Quando cria-se a imagem de "mulher de verdade", cria-se juntamente a ideia de que existem mulheres que não são de verdade. A gostosa da academia, a tatuada, a feia, a de atitude, a que usa roupa curta. Uma só serve para transar, a outra só para a carência, outra é amiga, outra só por uma noite, a outra nem para isso. Deixa eu ver se entendi, então: A mulher de verdade seria uma mistura de todas as mulheres de mentira. Entendi, entendi! Não, mas espera aí. Laura é gostosa e, por isso, não é mulher de verdade. Você não frequenta academia também? Alias, a mesma que ela... Que vergonha, você não é homem de verdade! A Madalena tem um dragão tatuado e, por isso, não é mulher de verdade. Você tem um tribal nas costas e, que vergonha, por isso, sinto ter que te informar, mas você não é homem de verdade. A Felipa chegou em um homem e, por isso, não é mulher de verdade! Você chegou em trinta outras mulheres e nossa... Não é homem de verdade! A Ana usa roupa curta e, por isso, não é mulher de verdade! Você anda sem camisa, não pode ser considerado um homem de verdade! A Lurdes é feia, coitada, nunca será mulher de verdade! Você se acha bonito, se acha gostoso, se acha atraente, mas Paula só gosta de mulheres e, para ela, você é feio. Não é homem de verdade! 

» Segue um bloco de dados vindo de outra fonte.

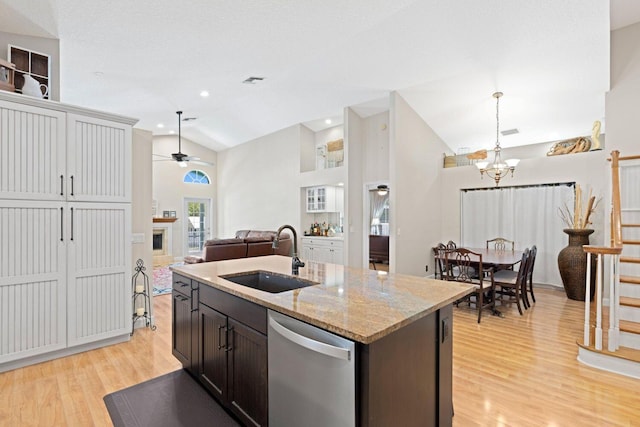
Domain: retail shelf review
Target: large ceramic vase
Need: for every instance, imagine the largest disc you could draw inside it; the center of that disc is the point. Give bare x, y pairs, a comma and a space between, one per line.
572, 262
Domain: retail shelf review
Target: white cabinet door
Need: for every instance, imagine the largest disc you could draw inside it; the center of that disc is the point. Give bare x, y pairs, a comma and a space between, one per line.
99, 160
32, 152
307, 252
33, 289
337, 255
99, 248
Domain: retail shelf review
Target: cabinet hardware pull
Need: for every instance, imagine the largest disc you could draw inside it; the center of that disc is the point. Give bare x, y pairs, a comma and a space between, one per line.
228, 347
220, 346
194, 299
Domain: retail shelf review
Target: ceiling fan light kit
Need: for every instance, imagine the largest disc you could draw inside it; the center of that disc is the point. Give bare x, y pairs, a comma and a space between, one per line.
181, 158
497, 169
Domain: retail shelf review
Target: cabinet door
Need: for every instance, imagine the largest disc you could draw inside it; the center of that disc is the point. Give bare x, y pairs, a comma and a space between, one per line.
322, 253
181, 331
32, 153
99, 271
311, 200
213, 351
247, 381
307, 252
337, 255
321, 199
99, 160
33, 288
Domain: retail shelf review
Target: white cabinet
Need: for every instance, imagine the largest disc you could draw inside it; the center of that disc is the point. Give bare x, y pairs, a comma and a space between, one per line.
323, 250
33, 288
32, 152
65, 229
322, 199
98, 273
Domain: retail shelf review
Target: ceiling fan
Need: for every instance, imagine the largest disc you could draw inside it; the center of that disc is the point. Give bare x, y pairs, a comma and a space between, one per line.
180, 157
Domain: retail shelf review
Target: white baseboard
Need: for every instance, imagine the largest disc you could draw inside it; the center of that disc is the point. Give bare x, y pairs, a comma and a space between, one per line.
609, 363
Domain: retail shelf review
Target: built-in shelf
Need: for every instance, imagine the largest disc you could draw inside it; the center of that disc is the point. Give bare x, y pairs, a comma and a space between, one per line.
165, 219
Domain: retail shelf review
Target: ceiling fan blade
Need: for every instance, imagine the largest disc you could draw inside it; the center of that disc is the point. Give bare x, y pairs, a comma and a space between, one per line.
201, 162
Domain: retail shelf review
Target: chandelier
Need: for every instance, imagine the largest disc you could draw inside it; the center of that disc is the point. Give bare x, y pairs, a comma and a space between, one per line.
499, 167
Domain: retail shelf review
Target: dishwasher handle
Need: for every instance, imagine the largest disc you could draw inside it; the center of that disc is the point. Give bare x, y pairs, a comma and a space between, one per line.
313, 345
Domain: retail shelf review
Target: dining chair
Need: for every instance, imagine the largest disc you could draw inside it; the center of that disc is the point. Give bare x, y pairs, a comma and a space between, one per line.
513, 283
532, 254
463, 265
500, 244
438, 258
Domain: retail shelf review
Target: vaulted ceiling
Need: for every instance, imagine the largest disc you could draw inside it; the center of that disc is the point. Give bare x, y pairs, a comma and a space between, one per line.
149, 58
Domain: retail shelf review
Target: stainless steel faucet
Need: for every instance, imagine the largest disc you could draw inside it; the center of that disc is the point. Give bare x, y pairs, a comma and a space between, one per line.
295, 261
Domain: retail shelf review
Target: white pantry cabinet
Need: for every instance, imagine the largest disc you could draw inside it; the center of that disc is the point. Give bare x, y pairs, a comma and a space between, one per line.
65, 229
323, 249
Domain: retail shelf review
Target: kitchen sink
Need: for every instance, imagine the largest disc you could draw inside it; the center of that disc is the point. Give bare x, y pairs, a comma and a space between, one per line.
268, 282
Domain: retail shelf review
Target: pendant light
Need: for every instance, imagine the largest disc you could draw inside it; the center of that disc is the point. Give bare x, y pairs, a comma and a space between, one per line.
498, 168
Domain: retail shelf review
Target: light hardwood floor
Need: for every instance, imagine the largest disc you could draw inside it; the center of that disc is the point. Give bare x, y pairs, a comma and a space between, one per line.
510, 371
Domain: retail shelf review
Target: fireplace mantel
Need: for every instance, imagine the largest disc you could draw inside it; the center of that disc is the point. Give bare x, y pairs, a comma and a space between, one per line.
165, 219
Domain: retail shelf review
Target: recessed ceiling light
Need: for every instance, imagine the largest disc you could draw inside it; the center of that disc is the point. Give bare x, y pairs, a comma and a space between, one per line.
252, 80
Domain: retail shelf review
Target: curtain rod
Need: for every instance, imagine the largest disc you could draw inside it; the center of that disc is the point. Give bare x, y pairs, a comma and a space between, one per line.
552, 184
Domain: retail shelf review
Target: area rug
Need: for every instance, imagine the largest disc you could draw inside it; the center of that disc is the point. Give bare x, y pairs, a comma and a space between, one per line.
172, 400
162, 279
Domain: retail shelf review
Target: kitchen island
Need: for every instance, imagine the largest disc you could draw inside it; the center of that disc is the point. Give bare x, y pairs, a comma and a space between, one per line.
401, 326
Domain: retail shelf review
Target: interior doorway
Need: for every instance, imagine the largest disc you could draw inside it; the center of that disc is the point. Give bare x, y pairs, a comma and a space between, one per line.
378, 227
198, 225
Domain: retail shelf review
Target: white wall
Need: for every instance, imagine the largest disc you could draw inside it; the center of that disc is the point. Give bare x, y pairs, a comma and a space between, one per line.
354, 189
623, 100
416, 165
169, 190
258, 183
141, 188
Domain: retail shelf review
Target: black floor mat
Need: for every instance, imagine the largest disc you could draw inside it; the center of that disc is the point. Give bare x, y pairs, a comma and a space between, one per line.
172, 400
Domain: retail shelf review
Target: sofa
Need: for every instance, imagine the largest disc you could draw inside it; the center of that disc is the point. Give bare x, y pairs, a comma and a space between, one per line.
246, 243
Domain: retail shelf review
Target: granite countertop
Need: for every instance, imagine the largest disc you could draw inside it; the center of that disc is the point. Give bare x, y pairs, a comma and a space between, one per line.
362, 305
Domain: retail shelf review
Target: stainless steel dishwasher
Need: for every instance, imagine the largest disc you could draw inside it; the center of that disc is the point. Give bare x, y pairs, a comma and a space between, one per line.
311, 375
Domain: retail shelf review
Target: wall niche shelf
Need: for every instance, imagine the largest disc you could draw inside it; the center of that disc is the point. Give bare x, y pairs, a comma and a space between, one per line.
37, 65
165, 219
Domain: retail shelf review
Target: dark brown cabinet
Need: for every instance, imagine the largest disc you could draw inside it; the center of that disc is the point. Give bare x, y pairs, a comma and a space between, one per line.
221, 339
185, 322
233, 365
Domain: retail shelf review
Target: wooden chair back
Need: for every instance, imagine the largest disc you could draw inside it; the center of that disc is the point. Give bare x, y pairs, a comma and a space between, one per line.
501, 244
463, 265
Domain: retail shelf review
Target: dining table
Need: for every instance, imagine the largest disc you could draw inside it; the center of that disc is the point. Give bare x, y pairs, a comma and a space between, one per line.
500, 259
497, 259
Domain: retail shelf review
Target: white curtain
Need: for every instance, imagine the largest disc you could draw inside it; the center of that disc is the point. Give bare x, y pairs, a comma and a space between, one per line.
527, 215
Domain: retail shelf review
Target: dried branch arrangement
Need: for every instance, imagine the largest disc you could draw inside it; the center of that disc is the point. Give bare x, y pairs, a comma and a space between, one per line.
579, 219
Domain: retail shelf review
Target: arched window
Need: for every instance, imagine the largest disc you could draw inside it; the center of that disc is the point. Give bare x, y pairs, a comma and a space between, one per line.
196, 177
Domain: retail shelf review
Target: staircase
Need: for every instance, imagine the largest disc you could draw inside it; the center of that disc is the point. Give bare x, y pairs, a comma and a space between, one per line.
618, 325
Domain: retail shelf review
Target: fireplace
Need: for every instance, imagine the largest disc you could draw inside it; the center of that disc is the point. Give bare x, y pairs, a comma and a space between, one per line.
158, 240
162, 240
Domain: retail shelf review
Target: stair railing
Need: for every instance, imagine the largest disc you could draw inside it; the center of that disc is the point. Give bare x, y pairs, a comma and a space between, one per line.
614, 249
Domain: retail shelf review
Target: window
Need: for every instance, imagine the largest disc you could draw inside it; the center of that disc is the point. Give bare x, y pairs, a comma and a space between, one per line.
196, 177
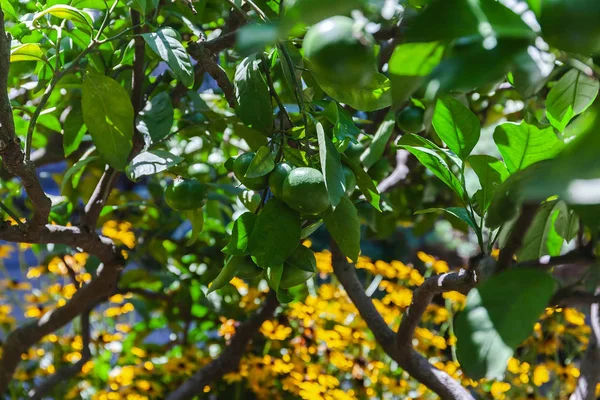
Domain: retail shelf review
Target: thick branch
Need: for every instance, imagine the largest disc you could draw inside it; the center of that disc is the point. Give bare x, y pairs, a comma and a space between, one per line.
395, 345
22, 338
66, 373
589, 371
207, 60
229, 359
10, 148
515, 239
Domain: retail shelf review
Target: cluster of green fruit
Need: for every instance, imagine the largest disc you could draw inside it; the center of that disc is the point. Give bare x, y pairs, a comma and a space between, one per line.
302, 189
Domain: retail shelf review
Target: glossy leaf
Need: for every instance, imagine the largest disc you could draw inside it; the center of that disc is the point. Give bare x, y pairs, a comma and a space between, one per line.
498, 317
434, 163
380, 140
570, 96
240, 234
166, 44
457, 126
108, 115
262, 163
375, 96
253, 96
331, 167
156, 119
151, 162
491, 173
344, 226
275, 235
522, 145
27, 52
364, 183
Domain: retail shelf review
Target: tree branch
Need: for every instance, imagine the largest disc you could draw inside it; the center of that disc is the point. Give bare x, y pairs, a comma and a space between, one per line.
229, 359
10, 147
66, 373
515, 239
22, 338
399, 346
589, 371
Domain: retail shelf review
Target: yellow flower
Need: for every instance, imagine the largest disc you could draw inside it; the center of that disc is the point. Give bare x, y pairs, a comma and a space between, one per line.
574, 317
275, 331
119, 231
499, 389
541, 375
5, 251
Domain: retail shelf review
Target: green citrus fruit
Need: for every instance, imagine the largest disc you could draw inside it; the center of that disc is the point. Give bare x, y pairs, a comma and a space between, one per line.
186, 194
304, 190
410, 119
572, 25
277, 177
298, 268
340, 52
354, 151
380, 170
246, 269
203, 172
350, 180
240, 166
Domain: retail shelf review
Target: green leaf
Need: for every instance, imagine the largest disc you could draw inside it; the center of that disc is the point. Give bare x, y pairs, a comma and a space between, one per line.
331, 166
433, 162
75, 171
457, 126
570, 96
453, 19
274, 274
196, 218
262, 163
541, 238
151, 162
156, 119
491, 173
228, 272
165, 43
63, 11
364, 183
409, 65
275, 235
253, 97
73, 129
377, 147
522, 145
344, 226
458, 212
498, 317
240, 234
108, 115
374, 96
27, 52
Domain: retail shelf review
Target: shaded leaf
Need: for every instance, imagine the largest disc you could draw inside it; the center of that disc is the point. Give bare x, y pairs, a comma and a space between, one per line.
344, 226
165, 43
331, 167
498, 317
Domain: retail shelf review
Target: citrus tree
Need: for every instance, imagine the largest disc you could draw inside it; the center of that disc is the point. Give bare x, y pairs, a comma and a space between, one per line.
170, 168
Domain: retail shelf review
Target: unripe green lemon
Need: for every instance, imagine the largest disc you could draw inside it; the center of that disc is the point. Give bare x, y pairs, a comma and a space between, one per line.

Para homem não se aplica a dúvida da "veracidade" dele, não é? Só no caso de ele ser homossexual, aí ele vai ter realmente que aprender a ser homem de verdade, pois nasceu homem, mas escolheu ser mulher. Então não é nenhum dos dois, certo? E travesti, então? Tentam e tentam ser mulher, mas são homens... de mentira! 

Quando algo é de "verdade", todo o resto é de "mentira". Nesse jogo de julgar o que é real e o que é falso, ficou em mim a dúvida se sou ou não mulher de verdade. Sempre disse que queria gente de verdade na minha vida, mas afinal, será que a mentira é tão ruim assim? Ou melhor... existe gente de mentira? Por que as Lauras, Madalenas, Felipas, Anas e Lurdes são tão mentirosas assim? Por que elas são tão inferiores àquele molde lá do início do texto? A mulher submissa é a mulher de verdade? 

A questão é que eu sou de verdade, eu sou de carne e osso, eu tenho minhas ideologias, eu tenho minhas vontades, meus receios, meus medos, meus desejos. Eu tenho meus arrependimentos e meus sonhos. Eu sou tão repleta de incertezas que, talvez, quem sabe, se o tempo deixar, eu encontre algumas respostas pelo caminho. Em contrapartida, eu tenho planos de tatuagem, eu já cheguei em homem, eu ando de roupa curta. Enquanto ficam me considerando mulher de mentira, eu sei que sou de verdade. E todas somos! E não somente nós, nossas irmãs trans também são mulheres de verdade. 

Mulher de verdade é a mulher que sabe ser ela mesma. Mulher de verdade é ela, não outra. Mulher de verdade se molda, não é moldada. Mulher de verdade é quem ela quiser ser. Somos todas mulheres de verdade!